Indeed, it bothers me that for months during impeachment, the Times, the scrotal-torqued spinners of the Democratic party, and just about every liberal who considered himself “serious” about politics claimed that America needs to get back to the pressing needs of the country, as if Godzilla was heading our way and we were too distracted to deal with it. And then, it really bothered me when, the day impeachment ended, all these “serious” people could do was talk about Hillary’s Senate campaign as if that was what the nation had been clamoring for all along.

It bothers me that Gore’s defenders think his march into George W.’s personal space in the third presidential debate was a sign of his robust manliness. And yet, they think it was condescending and sexist that Lazio “invaded” Hillary’s personal space. It bothers me that if Hillary Clinton ate a live puppy on television while taking a bribe from a Klansman, some feminist would say, “Isn’t she wonderful?”

It bothers me that if someone criticized the puppy-eating, bribe-taking, carpet-bagger, Howard Wolfson would whine about vicious partisan Republicans who can’t talk about the issues.

It bugs the bejeebers out of me that everyone keeps asking me about Andrew Sullivan’s excellent defense of Matt Drudge, but nobody remembers mine from months ago. It bothers me that coffee cups never have coffee in them on TV shows; it bothers me that actors can swing around what are supposed to be containers filled with hot liquid and the producers think I won’t notice the total lack of spillage or steam. That bothers me a lot.

It bothers me that they changed not just dogs, but breeds, when Tiger died on The Brady Bunch. It bothers me that the father, Mr. Brady, never showed up for Greg’s graduation in the last episode (probably because he was out late with a guy who looked remarkably like Mr. Clean).

It bothers me that the holodeck on Star Trek makes no sense. Speaking of space ships, it bothers me that no one mentions that Louis Farrakhan thinks he flew in one.

It bothers me that Lanny Davis hasn’t been eaten by wolverines that can only live off the flesh of remorseless liars. It bothers me that Penthouse writer and Clinton sycophant Joe Conason thinks he’s being insulting when he calls Condoleeza Rice the “Clarence Thomas of foreign policy (registration required),” when he’s actually complimenting her and embarrassing himself. It bothers me that liberals like Conason can say condescendingly racist stuff and sound clever to other condescending liberal racists. But if I were to point out that Maxine Waters is too dumb to teach first grade, let alone be a pillar of the black community, I am being a racist according to them.

It bothers me that everyone says they believe in God, but nobody’s willing to say they believe in the Devil. It bothers me that the Catholic Church doesn’t talk about Satan nearly enough.

It bothers me that Thoreau said the key to life is to “simplify, simplify,” but repeated the same word twice.

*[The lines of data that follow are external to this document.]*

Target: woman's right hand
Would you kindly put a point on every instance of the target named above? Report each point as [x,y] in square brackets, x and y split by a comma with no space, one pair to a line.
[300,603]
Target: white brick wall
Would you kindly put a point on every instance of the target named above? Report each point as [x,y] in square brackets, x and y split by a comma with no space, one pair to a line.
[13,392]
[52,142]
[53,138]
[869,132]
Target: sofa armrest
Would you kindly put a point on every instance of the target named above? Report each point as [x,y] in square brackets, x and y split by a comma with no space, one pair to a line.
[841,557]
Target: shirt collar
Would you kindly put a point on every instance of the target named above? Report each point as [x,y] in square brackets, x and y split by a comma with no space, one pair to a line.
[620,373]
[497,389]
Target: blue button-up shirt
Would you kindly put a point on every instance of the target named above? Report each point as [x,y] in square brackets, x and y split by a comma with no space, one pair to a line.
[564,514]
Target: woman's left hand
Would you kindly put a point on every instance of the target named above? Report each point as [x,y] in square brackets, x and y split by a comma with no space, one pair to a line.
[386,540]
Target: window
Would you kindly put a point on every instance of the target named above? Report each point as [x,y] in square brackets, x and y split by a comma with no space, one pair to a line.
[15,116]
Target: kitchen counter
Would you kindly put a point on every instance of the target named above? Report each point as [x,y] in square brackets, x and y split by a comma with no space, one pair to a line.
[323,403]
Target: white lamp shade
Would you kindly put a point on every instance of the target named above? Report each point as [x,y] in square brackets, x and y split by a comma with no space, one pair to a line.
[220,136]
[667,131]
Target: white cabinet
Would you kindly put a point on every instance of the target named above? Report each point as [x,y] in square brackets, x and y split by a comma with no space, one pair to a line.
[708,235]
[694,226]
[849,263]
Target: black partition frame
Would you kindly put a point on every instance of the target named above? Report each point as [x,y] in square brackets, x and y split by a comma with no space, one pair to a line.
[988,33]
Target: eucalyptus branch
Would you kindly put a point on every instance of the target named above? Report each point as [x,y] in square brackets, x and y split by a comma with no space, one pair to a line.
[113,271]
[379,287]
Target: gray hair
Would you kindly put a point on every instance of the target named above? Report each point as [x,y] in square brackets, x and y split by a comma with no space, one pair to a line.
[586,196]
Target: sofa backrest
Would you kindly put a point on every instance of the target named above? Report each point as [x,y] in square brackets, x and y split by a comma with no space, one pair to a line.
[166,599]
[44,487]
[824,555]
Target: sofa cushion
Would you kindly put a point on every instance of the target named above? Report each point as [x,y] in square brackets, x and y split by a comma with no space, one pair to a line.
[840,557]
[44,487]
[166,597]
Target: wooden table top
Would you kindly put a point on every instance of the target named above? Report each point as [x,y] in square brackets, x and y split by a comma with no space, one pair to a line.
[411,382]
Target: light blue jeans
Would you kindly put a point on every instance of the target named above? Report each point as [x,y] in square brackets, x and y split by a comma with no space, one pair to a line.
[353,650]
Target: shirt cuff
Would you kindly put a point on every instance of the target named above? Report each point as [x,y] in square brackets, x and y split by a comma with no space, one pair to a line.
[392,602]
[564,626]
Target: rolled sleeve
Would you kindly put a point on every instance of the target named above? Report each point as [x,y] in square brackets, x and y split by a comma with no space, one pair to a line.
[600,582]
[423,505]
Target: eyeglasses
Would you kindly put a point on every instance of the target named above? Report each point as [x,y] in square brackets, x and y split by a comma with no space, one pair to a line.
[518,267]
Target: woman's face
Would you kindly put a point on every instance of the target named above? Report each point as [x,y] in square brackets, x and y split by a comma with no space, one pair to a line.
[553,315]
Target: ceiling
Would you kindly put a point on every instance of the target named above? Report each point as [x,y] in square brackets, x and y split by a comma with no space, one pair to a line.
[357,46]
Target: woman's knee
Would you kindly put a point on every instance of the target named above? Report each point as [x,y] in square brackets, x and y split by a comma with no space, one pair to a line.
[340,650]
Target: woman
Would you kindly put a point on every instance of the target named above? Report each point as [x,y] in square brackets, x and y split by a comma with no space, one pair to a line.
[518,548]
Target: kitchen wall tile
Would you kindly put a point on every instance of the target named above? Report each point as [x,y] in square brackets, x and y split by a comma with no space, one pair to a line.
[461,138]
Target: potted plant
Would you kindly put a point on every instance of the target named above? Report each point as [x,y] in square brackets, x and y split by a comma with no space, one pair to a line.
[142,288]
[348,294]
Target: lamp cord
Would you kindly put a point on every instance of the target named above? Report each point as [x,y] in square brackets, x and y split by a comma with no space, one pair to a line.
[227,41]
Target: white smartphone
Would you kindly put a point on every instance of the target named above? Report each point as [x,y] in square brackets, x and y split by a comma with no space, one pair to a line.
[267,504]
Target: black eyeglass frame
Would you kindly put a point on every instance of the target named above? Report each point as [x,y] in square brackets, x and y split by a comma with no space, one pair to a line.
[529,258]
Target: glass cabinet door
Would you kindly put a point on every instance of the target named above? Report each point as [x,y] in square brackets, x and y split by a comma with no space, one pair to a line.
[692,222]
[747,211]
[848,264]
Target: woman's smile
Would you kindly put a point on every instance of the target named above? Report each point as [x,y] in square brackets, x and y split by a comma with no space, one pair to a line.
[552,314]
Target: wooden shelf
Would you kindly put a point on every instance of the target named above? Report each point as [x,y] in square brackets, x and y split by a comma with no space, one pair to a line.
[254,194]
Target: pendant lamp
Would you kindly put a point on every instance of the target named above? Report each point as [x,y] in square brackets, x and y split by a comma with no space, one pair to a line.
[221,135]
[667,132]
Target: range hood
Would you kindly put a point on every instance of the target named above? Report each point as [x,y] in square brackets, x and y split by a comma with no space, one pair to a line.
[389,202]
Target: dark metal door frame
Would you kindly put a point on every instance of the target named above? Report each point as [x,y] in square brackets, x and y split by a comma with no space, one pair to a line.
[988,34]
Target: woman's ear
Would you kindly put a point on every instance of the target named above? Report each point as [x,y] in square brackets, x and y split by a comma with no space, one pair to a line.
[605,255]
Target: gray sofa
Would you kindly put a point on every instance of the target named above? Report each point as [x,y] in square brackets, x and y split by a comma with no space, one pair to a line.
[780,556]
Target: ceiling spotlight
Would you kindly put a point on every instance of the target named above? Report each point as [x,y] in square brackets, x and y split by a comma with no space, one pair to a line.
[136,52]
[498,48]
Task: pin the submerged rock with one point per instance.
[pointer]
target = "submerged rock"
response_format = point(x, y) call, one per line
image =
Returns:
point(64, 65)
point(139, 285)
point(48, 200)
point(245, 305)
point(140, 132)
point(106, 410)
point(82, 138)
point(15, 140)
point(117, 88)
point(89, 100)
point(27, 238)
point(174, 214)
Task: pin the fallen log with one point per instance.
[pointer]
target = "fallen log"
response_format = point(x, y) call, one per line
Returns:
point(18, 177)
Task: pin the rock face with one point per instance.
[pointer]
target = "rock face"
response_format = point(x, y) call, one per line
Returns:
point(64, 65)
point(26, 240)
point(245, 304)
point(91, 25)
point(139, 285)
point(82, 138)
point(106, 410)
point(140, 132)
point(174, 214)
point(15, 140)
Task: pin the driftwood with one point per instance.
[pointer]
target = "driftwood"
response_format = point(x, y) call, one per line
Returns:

Similarly, it bothers me that Edgar Allan Poe said his favorite word in the English language was “cellar door.” It bothers me that in the movie The Warriors, when the Baseball Furies chase the Warriors into the train station at 96th Street, they exit at 72nd Street — but they never actually go on a train.

It bothers me that Joe Lieberman can talk about God the way Clark Kent talks about Superman (Gee, Lois, I don’t think Superman would like that — wink, wink), but if a conservative says “God bless you” to a sneezing brat, the ACLU gets its panties in a bunch about an impending theocracy.

It bothers me that I have nothing to write about today.